TV Rating: TV-G
Other Choices: Frozen Planet, Planet Earth, Nature
Available On: Online
Common Sense Says: In-depth look at volcanoes takes curious mind to appreciate.
Common Sense Rates It:
Parents need to know
Parents need to know that Life on Fire is an educational series about worldwide volcanic activity whose subject matter likely won't appeal to kids but will fascinate older viewers with an interest in geology. The show features sweeping scenery from remote corners of the planet and in-depth scientific accounts of how volcanoes form, erupt, and eventually die. Some eyewitness accounts hint at dangers bystanders faced during eruptions, and scientists try to predict the possible casualties from a future cataclysmic eruption, but overall this is a smart series with a wealth of educational value.
- Families can talk about how the media has changed how we learn. How do we receive information in today's culture? Are any sources more or less reliable than others? How do docuseries like this one fit into the picture? Is its content reliable?

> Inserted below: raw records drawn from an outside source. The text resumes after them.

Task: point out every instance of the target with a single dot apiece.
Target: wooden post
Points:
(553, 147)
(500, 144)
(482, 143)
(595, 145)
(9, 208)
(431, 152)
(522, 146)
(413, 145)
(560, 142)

- Teens: Who is this show's target audience? How can you tell? Does it have any value for younger viewers? Does entertainment always have to be entertaining to keep your attention?
- Do you find this branch of scientific study interesting? How does the volcanologists' improve people's quality of life? How does studying the past help us better understand the present?
What's the story?
LIFE ON FIRE travels to the far reaches of the Earth to study how volcanic activity affects life for the areas' resident species. From the ice-crusted volcano trail that bisects Iceland to an array of tropical island volcanoes, each episode is filmed on location where geologists and volcanologists research the area's past and present eruptions as well as how plants, animals, and humans have adapted to living near the unpredictable forces.
Is it any good?
Narrated by Jeremy Irons, Life on Fire offers a unique snapshot of the far-reaching fallout of volcanic eruptions, from forcing evolutionary changes in animal species to having some surprising effects on farmers' nearby crops. Even if science -- and volcanology in particular -- isn't your thing, you'll still find yourself drawn into the stories of devastation and survival by stunning scenery, witness accounts, and close-up observation of experts' onsite research.But for all the talk of eruptions, Life on Fire is hardly bursting with action. More often minutes pass with cameras hovering over hardened lava beds or steaming hot springs rather than capturing actual volcanic activity, and the interviews are equally slow-paced. But for those who can hang in there with the methodical content, the show offers a unique glimpse at these temperamental natural wonders.
The Good Stuff
Messages: The series promotes awareness of the world's natural wonders and teaches viewers about volcanic activity. Viewers are exposed to different cultures as the series moves from one location to the next.
Educational Value: The show offers an in-depth look at volcanic activity throughout the world. Experts discuss how they gather and study data that helps them understand previous eruptions and predict future ones.
Role Models: Scientists demonstrate skill in their work.
What to watch out for
Violence & scariness: Witnesses describe their experiences of surviving a volcanic eruption, which range from intrigue to fear.
Sexy stuff: Not an issue
Language: Rarely "hell," in references to mythology ("the gates of hell," for example).